PHILADELPHIA (CN) – Three insurance companies demand $17.5 million from Cephalon and Teva Pharmaceuticals, claiming they pushed the powerful painkiller Actiq for off-label uses though the FDA approved it only for treating “breakthrough pain” in cancer patients.
Travelers Indemnity Co., St. Paul Fire and Marine Insurance Co., and Standard Fire Insurance sued Cephalon, and Teva Pharmaceuticals in Federal Court.
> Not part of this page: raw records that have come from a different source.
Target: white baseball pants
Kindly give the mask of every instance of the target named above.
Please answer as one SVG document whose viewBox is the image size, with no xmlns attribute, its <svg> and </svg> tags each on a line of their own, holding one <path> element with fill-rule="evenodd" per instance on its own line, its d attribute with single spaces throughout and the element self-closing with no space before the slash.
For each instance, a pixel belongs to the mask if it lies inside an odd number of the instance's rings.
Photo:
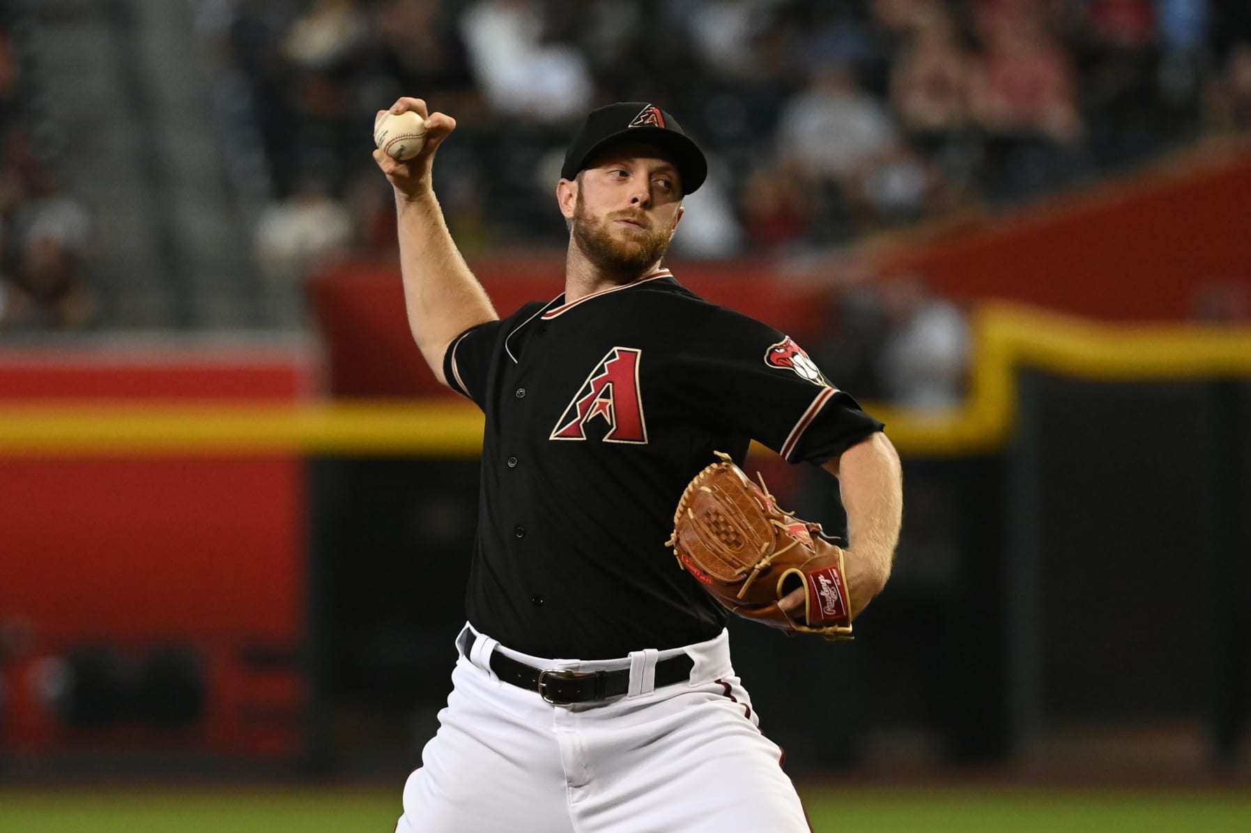
<svg viewBox="0 0 1251 833">
<path fill-rule="evenodd" d="M 457 649 L 397 833 L 808 833 L 781 749 L 731 668 L 727 632 L 583 662 L 529 657 L 467 627 Z M 629 668 L 629 692 L 552 705 L 502 682 L 492 650 L 539 668 Z M 656 663 L 681 653 L 694 660 L 689 682 L 653 689 Z"/>
</svg>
Teva bought Cephalon in October 2011, and Cephalon is now its wholly owned subsidiary, according to the complaint.
The insurers say Cephalon and Teva have been pushing Actiq for off-label uses since at least October 2000.
Doctors are allowed to prescribe drugs for off-label uses, but drug companies are not allowed to promote the drugs for that.
Actiq is “a powerful and highly addictive painkiller, approved by the U.S. Food and Drug Administration (‘FDA’) for the limited purpose of managing ‘breakthrough pain in cancer patients 16 years of age and older who are already receiving and who are tolerant to around-the-clock opioid therapy for their underlying persistent cancer pain’ – i.e., a narrow class of cancer patients with pain that cannot be managed using other narcotic-based drugs,” the insurers say in the complaint.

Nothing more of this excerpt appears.